The characteristic polynomial is $\left(t-1\right)\left(t+1\right)$ with two zeroes $-1$ and $1$. The corresponding eigenvectors are $(1,-i-1)$ and $(1,-i+1)$. The set of these two vectors are the desired basis. And we also have

$$Q=\left(\begin{array}{cc}\hfill 1\hfill & \hfill 1\hfill \\ \hfill -i-1\hfill & \hfill -i+1\hfill \end{array}\right)$$

and

$$D=Q^{-1}\mathit{AQ}=\left(\begin{array}{cc}\hfill -1\hfill & \hfill 0\hfill \\ \hfill 0\hfill & \hfill 1\hfill \end{array}\right).$$

4.

The characteristic polynomial is $-{\left(t-1\right)}^{2}t$ with zeroes $0$, $1$, and $1$. The corresponding eigenvectors are $(1,4,2)$, $(1,0,1)$, and $(0,1,0)$. The set of these three vectors are the desired basis.
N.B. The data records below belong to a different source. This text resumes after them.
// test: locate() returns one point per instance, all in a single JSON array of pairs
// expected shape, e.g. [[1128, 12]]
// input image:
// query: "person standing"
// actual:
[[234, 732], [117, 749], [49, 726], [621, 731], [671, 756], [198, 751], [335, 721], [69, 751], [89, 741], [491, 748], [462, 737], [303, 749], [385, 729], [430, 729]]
And we also have

$$Q=\left(\begin{array}{ccc}\hfill 1\hfill & \hfill 1\hfill & \hfill 0\hfill \\ \hfill 4\hfill & \hfill 0\hfill & \hfill 1\hfill \\ \hfill 2\hfill & \hfill 1\hfill & \hfill 0\hfill \end{array}\right)$$

and

$$D=Q^{-1}\mathit{AQ}=\left(\begin{array}{ccc}\hfill 0\hfill & \hfill 0\hfill & \hfill 0\hfill \\ \hfill 0\hfill & \hfill 1\hfill & \hfill 0\hfill \\ \hfill 0\hfill & \hfill 0\hfill & \hfill 1\hfill \end{array}\right).$$